The module lifecycle stageGeneral Availability
The module has requirements for installation

How do I work with GPU nodes?

Step-by-step procedure for adding a GPU node to the cluster

Starting with Deckhouse 1.75, if a NodeGroup contains the spec.gpu section, the gpu module automatically:

  • configures containerd with default_runtime = "nvidia" (via NodeGroupConfiguration);
  • applies the required system settings (including fixes for the NVIDIA Container Toolkit);
  • deploys system components: NFD, GFD, NVIDIA Device Plugin, DCGM Exporter, and, if needed, MIG Manager.

Always specify the desired mode in spec.gpu.sharing (Exclusive, TimeSlicing, or MIG). Manual containerd configuration (via NodeGroupConfiguration, TOML, etc.) is not required and must not be combined with the automatic setup. For the list of supported NVIDIA Container Toolkit platforms, see the official documentation.

To add a GPU node to the cluster, perform the following steps:

  1. Create a NodeGroup for GPU nodes.

    An example with TimeSlicing enabled (partitionCount: 4) and typical taint/label:

    apiVersion: deckhouse.io/v1
    kind: NodeGroup
    metadata:
      name: gpu
    spec:
      nodeType: CloudStatic # or Static/CloudEphemeral — depending on your infrastructure.
      gpu:
        sharing: TimeSlicing
        timeSlicing:
          partitionCount: 4
      nodeTemplate:
        labels:
          node-role/gpu: ""
        taints:
          - key: node-role
            value: gpu
            effect: NoSchedule

    If you use custom taint keys, ensure they are allowed in ModuleConfig global in the array .spec.settings.modules.placement.customTolerationKeys so workloads can add the corresponding tolerations.

    Full field schema: see NodeGroup CR documentation.

  2. Install the NVIDIA driver and nvidia-container-toolkit.

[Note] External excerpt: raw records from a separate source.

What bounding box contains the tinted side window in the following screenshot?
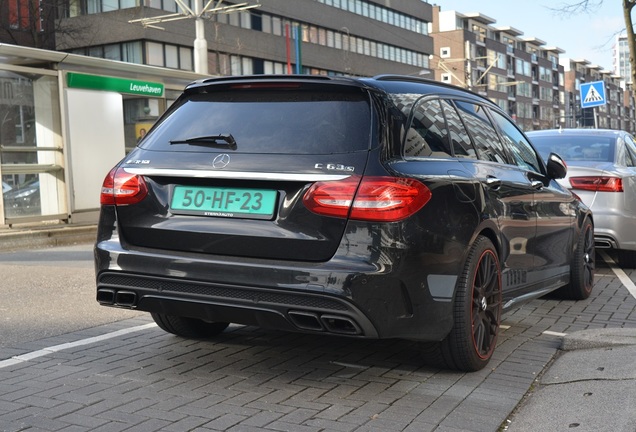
[440,99,477,159]
[489,109,542,173]
[616,138,629,166]
[624,135,636,167]
[624,144,635,167]
[404,99,452,158]
[454,101,507,163]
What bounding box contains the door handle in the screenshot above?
[485,176,502,190]
[531,180,544,190]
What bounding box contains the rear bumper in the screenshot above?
[589,209,636,251]
[579,189,636,251]
[96,271,378,337]
[94,237,457,342]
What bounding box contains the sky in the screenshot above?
[435,1,625,71]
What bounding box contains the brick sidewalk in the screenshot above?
[0,261,634,432]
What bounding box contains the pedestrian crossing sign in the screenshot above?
[580,81,606,109]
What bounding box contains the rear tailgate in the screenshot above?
[113,80,374,262]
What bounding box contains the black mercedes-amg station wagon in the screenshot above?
[95,75,594,371]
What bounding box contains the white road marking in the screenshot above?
[0,323,157,369]
[599,250,636,300]
[538,252,636,339]
[330,361,369,369]
[543,330,567,337]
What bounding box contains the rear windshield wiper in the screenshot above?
[170,134,237,150]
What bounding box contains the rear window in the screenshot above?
[530,134,615,162]
[140,89,372,154]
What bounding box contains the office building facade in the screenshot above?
[52,0,434,77]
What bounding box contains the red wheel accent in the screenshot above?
[470,249,502,360]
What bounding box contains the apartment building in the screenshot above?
[614,34,631,85]
[430,6,564,131]
[430,6,636,134]
[561,57,634,131]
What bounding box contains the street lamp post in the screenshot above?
[129,0,261,75]
[193,0,208,74]
[340,27,351,74]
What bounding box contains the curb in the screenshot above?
[560,327,636,351]
[0,225,97,251]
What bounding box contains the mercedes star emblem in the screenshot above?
[212,154,231,169]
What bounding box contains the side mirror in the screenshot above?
[546,152,567,179]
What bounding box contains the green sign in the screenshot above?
[67,72,164,97]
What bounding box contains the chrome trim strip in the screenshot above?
[123,167,351,181]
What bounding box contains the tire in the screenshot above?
[618,249,636,269]
[559,218,595,300]
[421,236,502,372]
[151,313,229,338]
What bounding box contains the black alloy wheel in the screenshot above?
[422,236,502,372]
[466,238,502,363]
[561,218,595,300]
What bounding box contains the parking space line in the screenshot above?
[543,330,567,337]
[0,323,157,369]
[599,251,636,300]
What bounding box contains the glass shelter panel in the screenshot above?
[0,71,65,222]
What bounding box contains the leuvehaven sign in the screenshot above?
[128,83,163,95]
[67,72,165,97]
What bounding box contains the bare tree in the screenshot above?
[622,0,636,85]
[551,0,636,84]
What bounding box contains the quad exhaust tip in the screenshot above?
[288,310,362,335]
[96,288,115,305]
[96,291,360,334]
[96,288,137,308]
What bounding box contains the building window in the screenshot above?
[9,0,42,30]
[71,41,143,64]
[146,42,164,66]
[440,47,451,58]
[145,42,193,71]
[165,45,179,69]
[150,0,194,12]
[314,0,428,35]
[66,0,147,15]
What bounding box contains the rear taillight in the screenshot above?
[303,176,432,222]
[100,167,148,205]
[569,176,623,192]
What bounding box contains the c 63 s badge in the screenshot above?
[315,163,355,172]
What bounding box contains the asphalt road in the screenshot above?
[0,244,143,348]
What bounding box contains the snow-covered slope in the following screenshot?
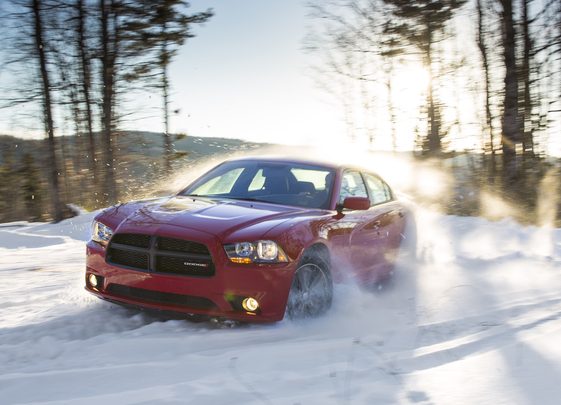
[1,208,561,404]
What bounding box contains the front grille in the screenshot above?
[106,234,214,277]
[108,248,149,270]
[106,284,217,310]
[157,237,209,255]
[111,233,150,248]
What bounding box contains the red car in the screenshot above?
[86,157,412,322]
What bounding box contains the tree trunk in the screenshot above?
[161,32,172,174]
[100,0,117,204]
[425,24,441,154]
[476,0,495,164]
[477,0,496,178]
[521,0,534,156]
[32,0,64,222]
[499,0,520,180]
[77,0,97,187]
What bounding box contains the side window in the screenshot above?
[290,168,330,191]
[248,169,266,191]
[339,171,368,204]
[364,173,392,205]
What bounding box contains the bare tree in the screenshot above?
[306,1,401,147]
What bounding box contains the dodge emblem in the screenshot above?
[183,262,208,268]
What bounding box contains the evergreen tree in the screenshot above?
[122,1,213,173]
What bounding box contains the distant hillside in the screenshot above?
[0,131,270,221]
[0,131,267,164]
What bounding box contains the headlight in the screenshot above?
[224,240,288,264]
[92,221,113,246]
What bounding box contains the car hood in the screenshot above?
[102,196,312,240]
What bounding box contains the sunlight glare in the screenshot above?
[392,64,430,102]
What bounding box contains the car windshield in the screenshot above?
[181,160,335,209]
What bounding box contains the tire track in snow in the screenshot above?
[355,298,561,376]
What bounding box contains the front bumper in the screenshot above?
[85,239,297,322]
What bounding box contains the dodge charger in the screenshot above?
[85,157,412,322]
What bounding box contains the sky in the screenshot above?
[0,0,345,146]
[125,0,346,146]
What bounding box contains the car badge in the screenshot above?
[183,262,208,268]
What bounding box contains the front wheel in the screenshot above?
[286,260,332,319]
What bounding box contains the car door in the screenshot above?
[334,170,384,284]
[363,172,406,278]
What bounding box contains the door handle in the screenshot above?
[398,211,404,218]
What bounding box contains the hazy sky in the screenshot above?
[133,0,345,145]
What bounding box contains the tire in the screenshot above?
[286,257,333,319]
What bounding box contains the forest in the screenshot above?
[0,0,560,224]
[0,0,213,221]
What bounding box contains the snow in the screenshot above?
[2,207,561,404]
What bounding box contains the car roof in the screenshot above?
[222,156,344,170]
[221,156,383,177]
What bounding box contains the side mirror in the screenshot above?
[337,196,370,213]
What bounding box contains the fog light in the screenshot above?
[88,274,98,288]
[242,297,259,312]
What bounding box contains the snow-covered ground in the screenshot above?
[2,207,561,404]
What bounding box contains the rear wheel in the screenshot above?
[286,258,332,319]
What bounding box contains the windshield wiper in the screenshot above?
[180,194,273,204]
[225,196,271,203]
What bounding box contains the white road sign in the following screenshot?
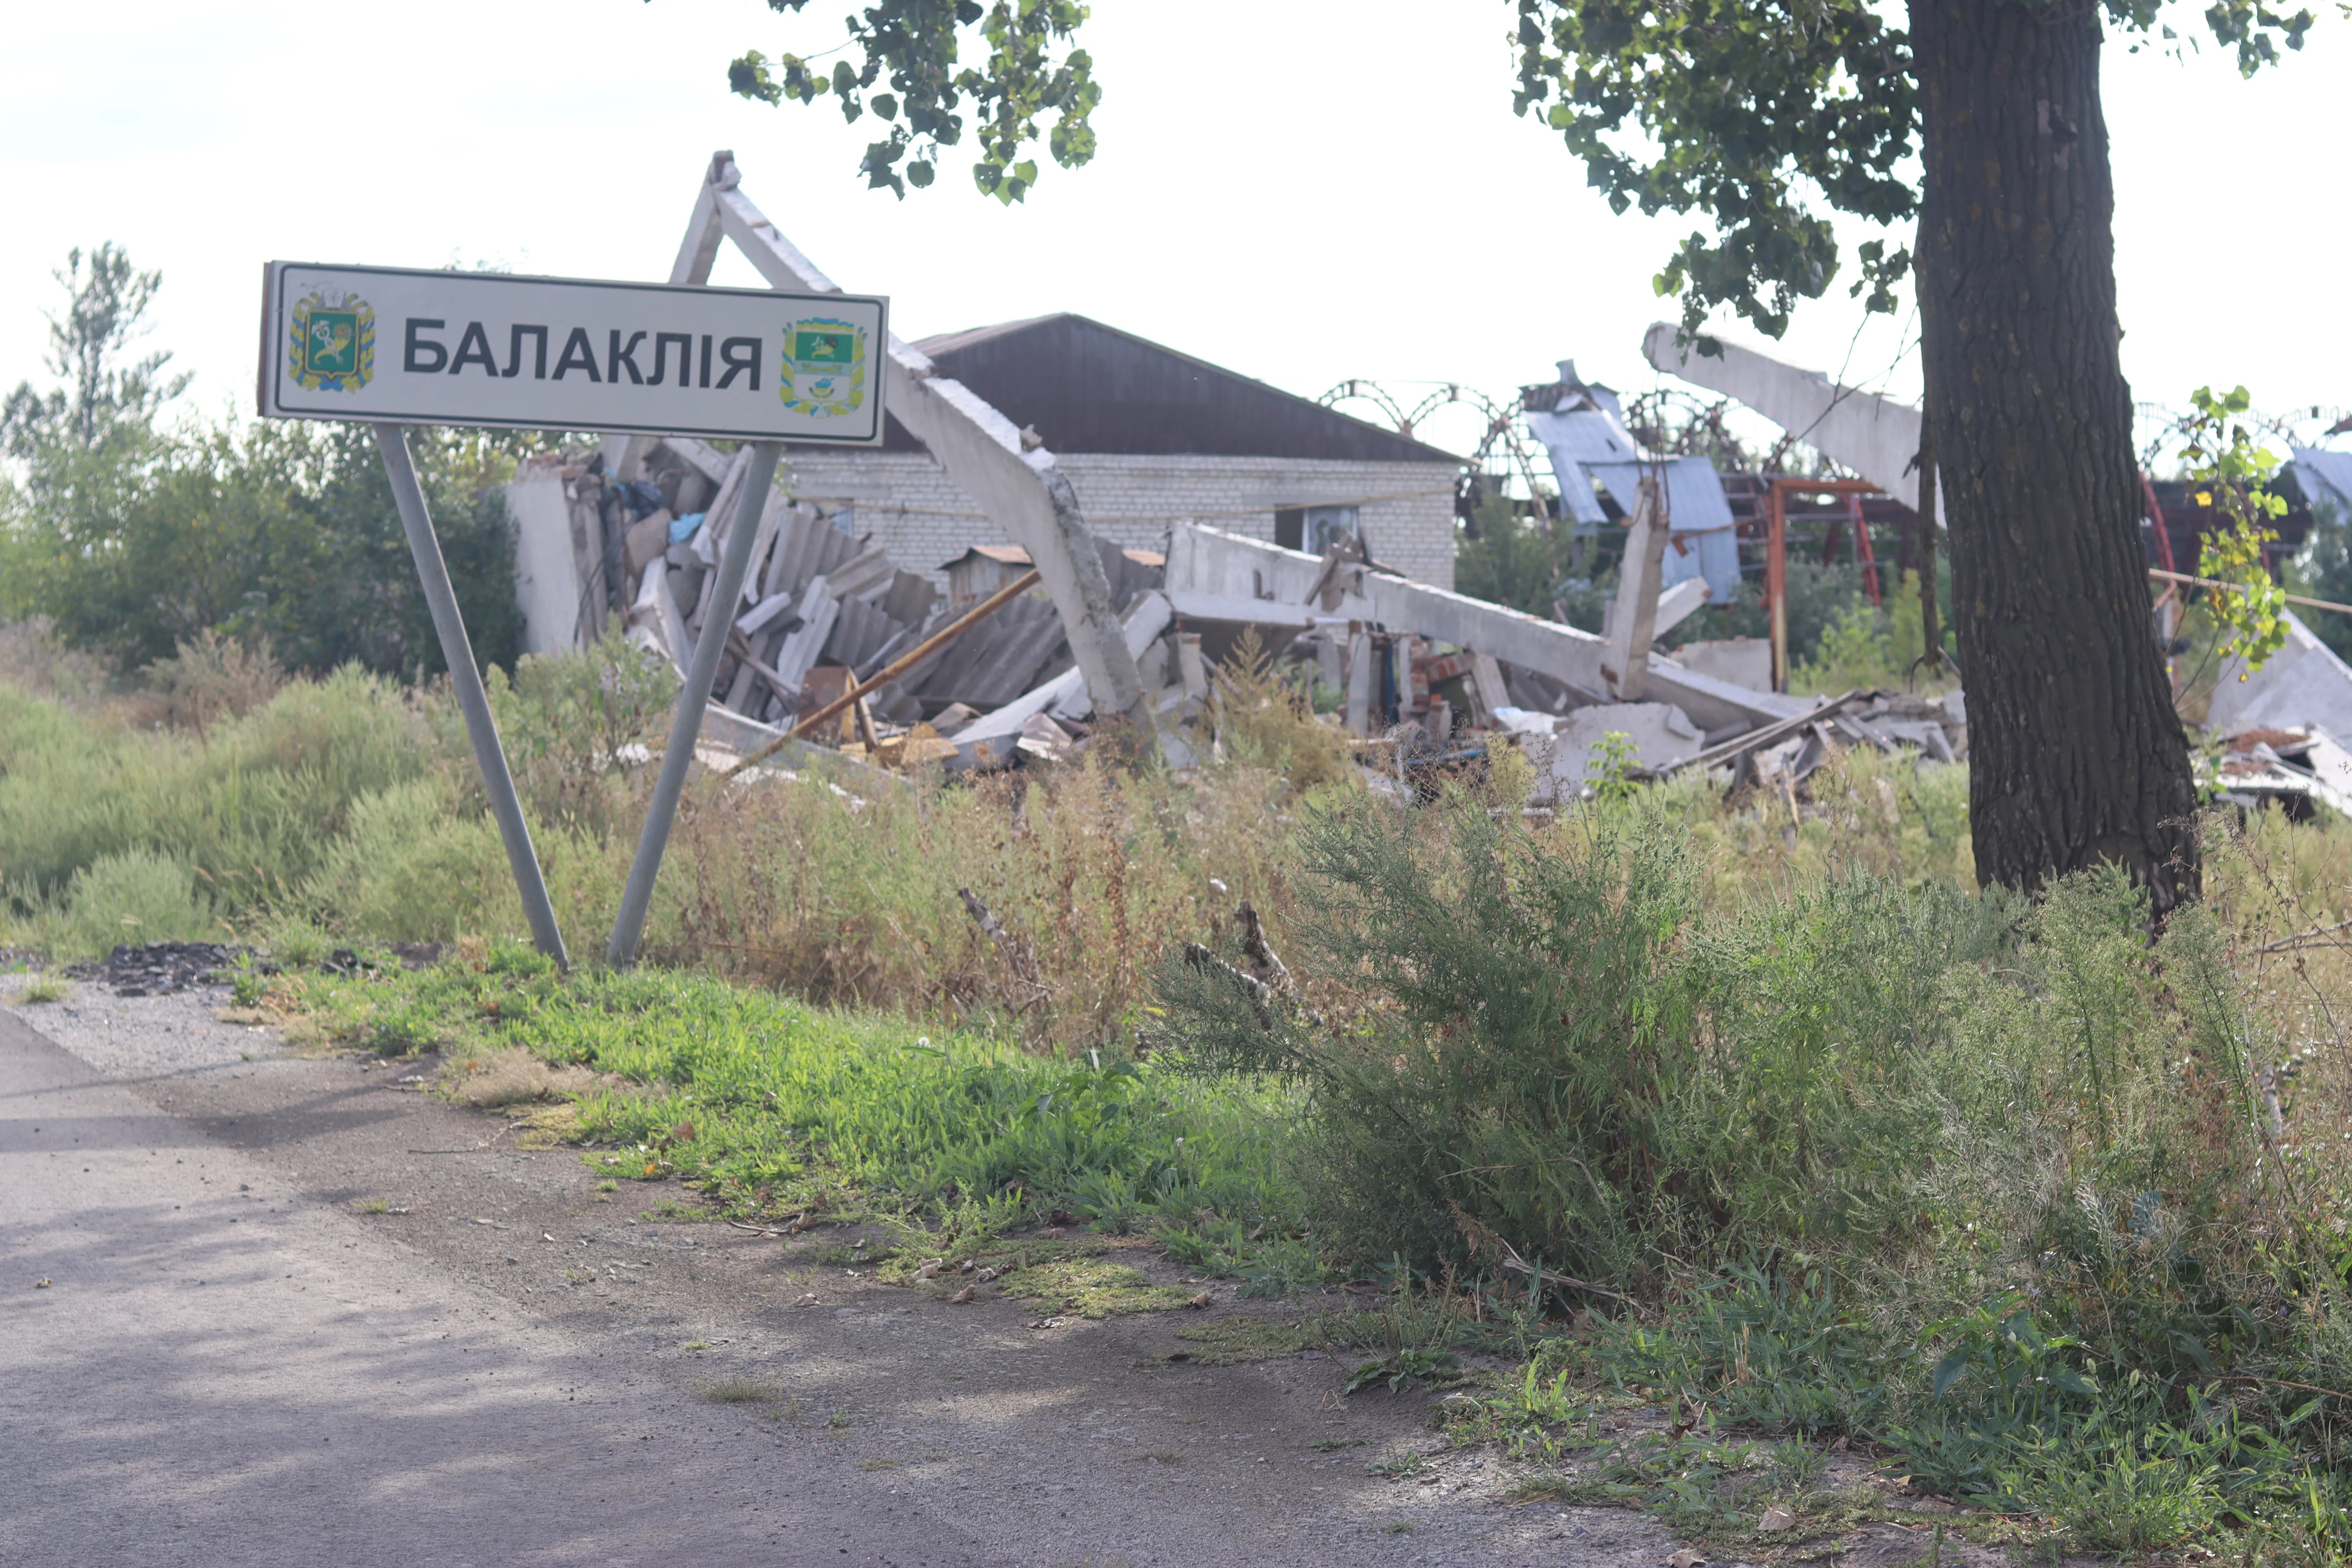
[258,262,888,444]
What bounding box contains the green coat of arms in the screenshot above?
[288,290,376,393]
[779,318,867,419]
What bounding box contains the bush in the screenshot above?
[0,661,429,922]
[38,848,217,958]
[300,778,513,942]
[1152,786,2317,1374]
[1155,795,2025,1283]
[1158,795,1694,1276]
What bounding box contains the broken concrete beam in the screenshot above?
[1666,637,1772,693]
[1535,702,1704,798]
[697,153,1153,750]
[1602,476,1668,701]
[1163,591,1318,636]
[1652,577,1711,641]
[1465,652,1506,730]
[949,591,1174,770]
[656,436,733,489]
[1641,322,1940,517]
[1345,628,1374,735]
[1166,522,1808,735]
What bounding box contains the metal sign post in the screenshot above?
[374,424,571,967]
[606,443,782,967]
[258,259,888,969]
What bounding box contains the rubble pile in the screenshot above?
[2212,727,2352,818]
[67,942,241,996]
[513,443,1976,795]
[517,440,1168,770]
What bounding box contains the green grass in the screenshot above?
[7,972,69,1004]
[993,1256,1199,1318]
[292,947,1302,1238]
[1433,1268,2352,1558]
[698,1380,779,1404]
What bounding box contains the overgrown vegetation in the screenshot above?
[15,557,2352,1558]
[1147,787,2352,1557]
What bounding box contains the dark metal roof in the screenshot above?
[882,313,1459,464]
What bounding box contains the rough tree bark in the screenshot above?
[1912,0,2200,910]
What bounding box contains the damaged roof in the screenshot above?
[882,312,1461,464]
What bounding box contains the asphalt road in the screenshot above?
[0,1008,976,1567]
[2,991,1695,1568]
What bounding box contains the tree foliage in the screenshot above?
[1504,0,2313,343]
[0,245,525,678]
[719,0,2311,338]
[3,242,189,458]
[727,0,1098,202]
[2178,385,2292,673]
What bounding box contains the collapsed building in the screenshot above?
[490,200,1968,799]
[1641,323,2352,810]
[486,151,2345,809]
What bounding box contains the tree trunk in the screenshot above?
[1911,0,2198,910]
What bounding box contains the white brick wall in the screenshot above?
[776,450,1458,592]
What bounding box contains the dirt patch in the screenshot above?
[992,1255,1204,1318]
[443,1045,606,1109]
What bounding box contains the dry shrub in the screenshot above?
[1654,743,1975,898]
[140,630,287,734]
[1209,627,1356,794]
[449,1045,604,1108]
[645,748,1313,1053]
[0,619,113,708]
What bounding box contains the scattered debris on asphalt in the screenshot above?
[66,941,242,996]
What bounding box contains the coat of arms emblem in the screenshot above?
[287,290,376,393]
[779,318,867,419]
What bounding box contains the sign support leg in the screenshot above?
[607,441,783,968]
[373,424,571,969]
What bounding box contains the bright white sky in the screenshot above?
[2,0,2343,465]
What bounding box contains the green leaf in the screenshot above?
[1931,1352,1970,1399]
[2045,1365,2098,1397]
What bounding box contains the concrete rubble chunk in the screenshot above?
[1668,637,1772,693]
[1532,702,1703,799]
[2209,611,2352,743]
[1642,321,1942,517]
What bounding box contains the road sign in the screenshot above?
[258,262,888,445]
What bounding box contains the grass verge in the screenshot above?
[283,944,1304,1250]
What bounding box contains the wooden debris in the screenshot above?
[726,568,1044,777]
[1235,901,1296,999]
[957,887,1048,1010]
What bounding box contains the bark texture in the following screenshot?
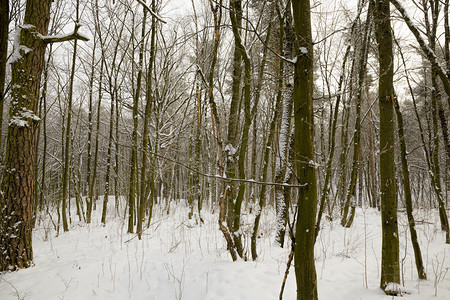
[0,0,52,272]
[0,0,8,147]
[292,0,318,299]
[374,0,400,294]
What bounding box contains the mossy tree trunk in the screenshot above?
[292,0,318,299]
[373,0,400,294]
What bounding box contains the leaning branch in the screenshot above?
[154,147,308,189]
[136,0,167,24]
[390,0,450,105]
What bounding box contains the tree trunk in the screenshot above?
[373,0,400,294]
[394,99,427,280]
[316,45,350,238]
[275,1,294,248]
[249,9,276,258]
[131,8,147,236]
[88,58,103,223]
[102,84,115,225]
[292,0,318,299]
[0,0,52,272]
[86,33,97,223]
[61,7,81,232]
[341,2,372,227]
[0,0,8,150]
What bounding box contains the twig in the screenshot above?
[136,0,167,24]
[279,210,297,300]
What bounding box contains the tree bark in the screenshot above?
[373,0,400,294]
[141,0,157,232]
[0,0,8,150]
[274,0,294,248]
[131,8,147,236]
[61,5,81,232]
[292,1,318,299]
[250,14,276,259]
[0,0,52,272]
[393,99,427,280]
[341,2,372,228]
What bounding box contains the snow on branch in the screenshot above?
[37,31,89,44]
[136,0,167,24]
[390,0,450,103]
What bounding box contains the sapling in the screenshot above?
[432,253,448,296]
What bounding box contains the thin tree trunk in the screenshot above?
[228,0,253,259]
[39,51,51,219]
[61,4,81,232]
[423,0,450,240]
[114,93,120,213]
[86,33,97,223]
[341,2,372,227]
[206,0,237,262]
[400,40,450,244]
[275,0,294,248]
[87,58,104,223]
[102,86,114,225]
[141,0,158,227]
[131,8,147,235]
[393,98,427,280]
[251,68,279,260]
[315,44,350,238]
[225,0,244,257]
[0,0,9,150]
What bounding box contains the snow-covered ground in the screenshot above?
[0,199,449,299]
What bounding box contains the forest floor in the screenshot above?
[0,198,449,299]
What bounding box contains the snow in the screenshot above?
[19,24,35,30]
[384,282,402,295]
[8,108,40,128]
[9,27,25,65]
[0,200,449,300]
[224,143,237,156]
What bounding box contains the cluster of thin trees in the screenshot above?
[0,0,449,299]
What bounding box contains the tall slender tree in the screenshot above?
[130,7,147,235]
[373,0,400,294]
[292,0,318,299]
[61,0,82,232]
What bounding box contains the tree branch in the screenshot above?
[390,0,450,105]
[136,0,167,24]
[37,31,89,43]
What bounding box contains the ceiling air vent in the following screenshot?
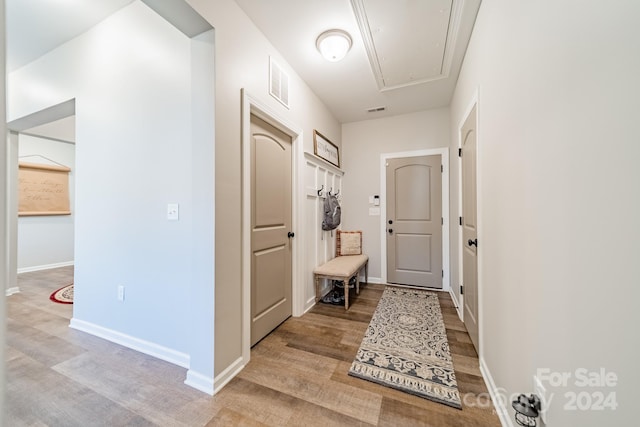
[269,57,290,109]
[366,106,386,113]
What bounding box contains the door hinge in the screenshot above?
[441,164,443,173]
[460,285,464,295]
[458,148,462,157]
[459,216,463,226]
[441,217,443,225]
[442,270,444,278]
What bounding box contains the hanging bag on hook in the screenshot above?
[322,193,341,231]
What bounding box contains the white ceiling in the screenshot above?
[235,0,481,122]
[6,0,135,72]
[6,0,481,124]
[23,116,76,144]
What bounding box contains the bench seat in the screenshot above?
[313,254,369,310]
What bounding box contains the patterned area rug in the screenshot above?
[348,286,461,409]
[50,284,73,304]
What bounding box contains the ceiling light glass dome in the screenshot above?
[316,29,352,62]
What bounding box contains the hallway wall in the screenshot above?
[450,0,640,425]
[7,1,212,378]
[187,0,342,379]
[341,109,450,283]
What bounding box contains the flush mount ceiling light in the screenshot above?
[316,29,352,62]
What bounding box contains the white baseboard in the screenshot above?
[213,356,245,394]
[364,276,383,284]
[69,318,190,369]
[18,261,74,274]
[6,287,20,296]
[185,369,215,395]
[479,357,513,427]
[303,296,317,314]
[449,289,463,321]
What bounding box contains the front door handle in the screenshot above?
[288,232,295,238]
[468,238,477,247]
[388,229,393,234]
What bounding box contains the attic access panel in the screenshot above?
[352,0,454,90]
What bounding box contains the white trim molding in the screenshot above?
[17,261,74,274]
[185,369,215,396]
[303,151,343,175]
[301,152,344,314]
[449,288,462,320]
[351,0,466,91]
[212,356,245,395]
[480,357,514,427]
[6,287,20,296]
[380,148,450,291]
[69,318,190,369]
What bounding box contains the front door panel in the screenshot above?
[386,155,442,288]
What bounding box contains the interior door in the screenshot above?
[386,155,442,288]
[461,104,479,352]
[250,115,292,346]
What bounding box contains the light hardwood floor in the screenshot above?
[6,267,500,426]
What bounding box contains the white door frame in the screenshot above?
[240,89,304,364]
[456,89,483,356]
[380,148,450,290]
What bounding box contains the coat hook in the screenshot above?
[317,184,324,196]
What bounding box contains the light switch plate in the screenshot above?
[167,203,179,221]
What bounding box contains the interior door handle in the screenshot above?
[468,238,477,247]
[388,229,393,234]
[288,232,295,238]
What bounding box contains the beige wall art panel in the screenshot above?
[18,162,71,216]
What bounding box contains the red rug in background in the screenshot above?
[50,284,74,304]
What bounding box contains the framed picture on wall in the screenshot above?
[313,130,340,168]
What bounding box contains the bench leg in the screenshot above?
[315,275,320,303]
[365,261,368,285]
[344,277,349,310]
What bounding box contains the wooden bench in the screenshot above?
[313,254,368,310]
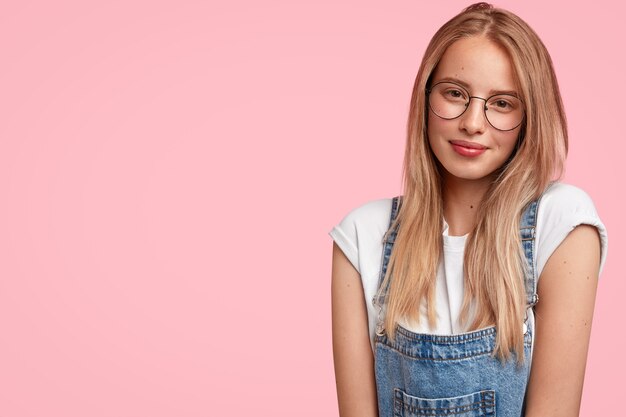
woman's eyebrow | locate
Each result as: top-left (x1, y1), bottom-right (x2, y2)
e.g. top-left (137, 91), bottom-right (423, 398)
top-left (436, 77), bottom-right (520, 97)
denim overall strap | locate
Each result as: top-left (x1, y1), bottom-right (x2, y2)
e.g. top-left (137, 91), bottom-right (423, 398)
top-left (520, 199), bottom-right (540, 308)
top-left (372, 195), bottom-right (402, 335)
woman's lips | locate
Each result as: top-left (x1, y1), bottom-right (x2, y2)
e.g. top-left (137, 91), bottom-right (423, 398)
top-left (449, 140), bottom-right (487, 157)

    Install the NVIDIA driver and NVIDIA Container Toolkit on the nodes—either manually or via a NodeGroupConfiguration. Below are NodeGroupConfiguration examples for the gpu NodeGroup.

    Ubuntu

    apiVersion: deckhouse.io/v1alpha1
    kind: NodeGroupConfiguration
    metadata:
      name: install-cuda.sh
    spec:
      bundles:
        - ubuntu-lts
      content: |
        #!/bin/bash
        if [ ! -f "/etc/apt/sources.list.d/nvidia-container-toolkit.list" ]; then
          distribution=$(. /etc/os-release;echo $ID$VERSION_ID)
          curl -s -L https://nvidia.github.io/libnvidia-container/gpgkey | sudo apt-key add -
          curl -s -L https://nvidia.github.io/libnvidia-container/$distribution/libnvidia-container.list | sudo tee /etc/apt/sources.list.d/nvidia-container-toolkit.list
        fi
        bb-apt-install nvidia-container-toolkit nvidia-driver-535-server
        nvidia-ctk config --set nvidia-container-runtime.log-level=error --in-place
      nodeGroups:
        - gpu
      weight: 30

    CentOS

    apiVersion: deckhouse.io/v1alpha1
    kind: NodeGroupConfiguration
    metadata:
      name: install-cuda.sh
    spec:
      bundles:
        - centos
      content: |
        #!/bin/bash
        if [ ! -f "/etc/yum.repos.d/nvidia-container-toolkit.repo" ]; then
          distribution=$(. /etc/os-release;echo $ID$VERSION_ID) \
          curl -s -L https://nvidia.github.io/libnvidia-container/$distribution/libnvidia-container.repo | sudo tee /etc/yum.repos.d/nvidia-container-toolkit.repo
        fi
        bb-dnf-install nvidia-container-toolkit nvidia-driver
        nvidia-ctk config --set nvidia-container-runtime.log-level=error --in-place
      nodeGroups:
        - gpu
      weight: 30

    After these configurations are applied, perform bootstrap and reboot the nodes so that settings are applied and the drivers get installed.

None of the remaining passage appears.